Resistenti
«Venezia è lunapark di cui noi cittadini siamo le comparse. Questa città non è per chi la abita»
Sette su 10 l’hanno lasciata per il costo delle case. Un fenomeno che riguarda anche le classi medie. Ma c’è chi lotta
Venezia, svuotata come prima di un’alluvione, è attraversata da quasi 23 milioni di turisti l’anno, terrorizzati di perdere lo spettacolo, in attesa dell’ultimo atto. Su dieci, sette persone hanno lasciato Venezia per il costo dell’abitare (Coses). L’esodo è di circa mille abitanti all’anno con salti significativi: 110 mila abitanti negli anni Settanta, 66 mila all’inizio del millennio e 49 mila nel 2022. La monocultura turistica di massa, nei decenni, è stata l’unico motore economico della città, sfaldando così le comunità e il tessuto sociale.
Sul comune di Venezia, Airbnb ha più di 7 mila annunci di alloggi: il 22% degli host ne gestisce il 62% e il 5% degli host il 33%. La fragilità abitativa non riguarda solo un proletariato o sottoproletariato urbano, ma anche “classi” medie e medio-alte, come i mascherai e gli ex-artigiani. «Siamo in un lunapark, dove noi siamo forse comparse e creiamo un certo folklore per cui però nessuno ci paga», mi racconta Chiara di Asc, l’Assemblea sociale per la casa, qui a Venezia. «Chiediamo quindi una redistribuzione di quel reddito che è di natura assolutamente oligopolistica».
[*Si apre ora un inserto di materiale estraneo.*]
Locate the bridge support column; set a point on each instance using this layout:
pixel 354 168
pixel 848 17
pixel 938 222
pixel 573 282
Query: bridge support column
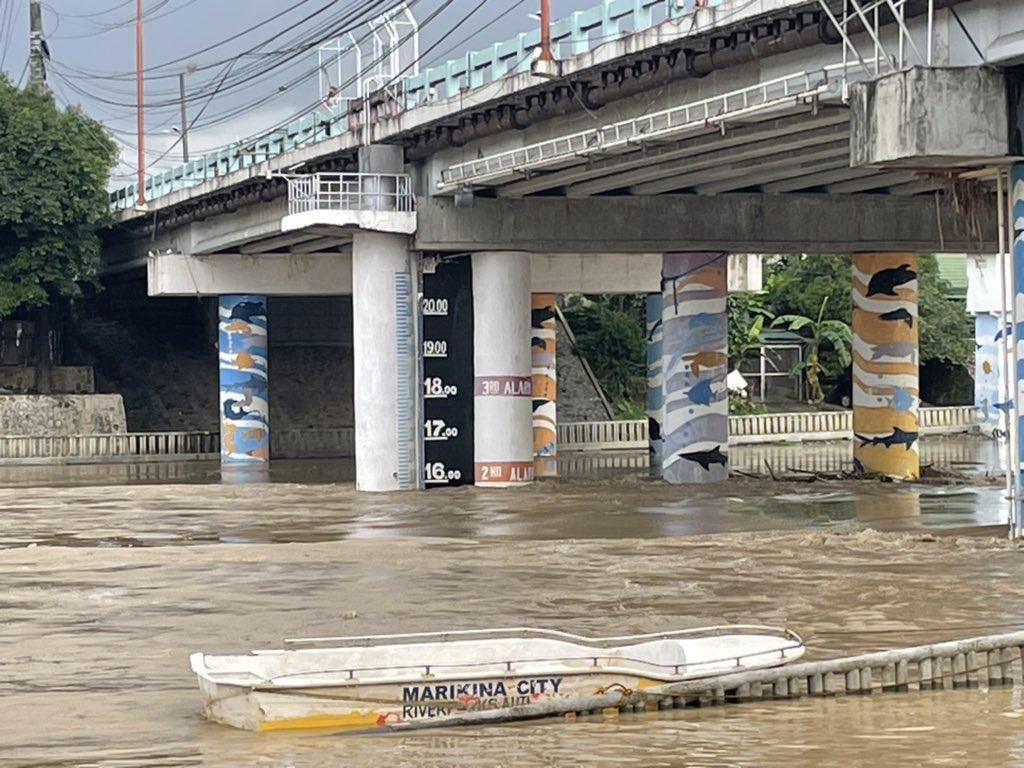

La questione dell’abbandono del patrimonio pubblico è molto forte e sentita, in risposta, l’occupazione delle case, pubbliche, vuote e non assegnabili, è necessaria. I veneziani hanno a disposizione un patrimonio di edilizia popolare relativamente grande, l’8%, rispetto ad una media nazionale del 4%. Ad oggi, Ater, l’Azienda territoriale per l’edilizia residenziale pubblica, e il Comune di Venezia lasciano sfitti più di 2.000 alloggi popolari, negando il diritto all’abitare a migliaia di persone (Osservatorio Ocio). Le occupazioni portate avanti da Asc a Venezia sono circa cinquanta. Occupare gli alloggi non risolve strutturalmente il problema, ma pone l’attenzione sull’erosione, su scala nazionale, del welfare e la conseguente mancanza di fondi per rendere assegnabili gli alloggi, creando così un inceppo stagnante.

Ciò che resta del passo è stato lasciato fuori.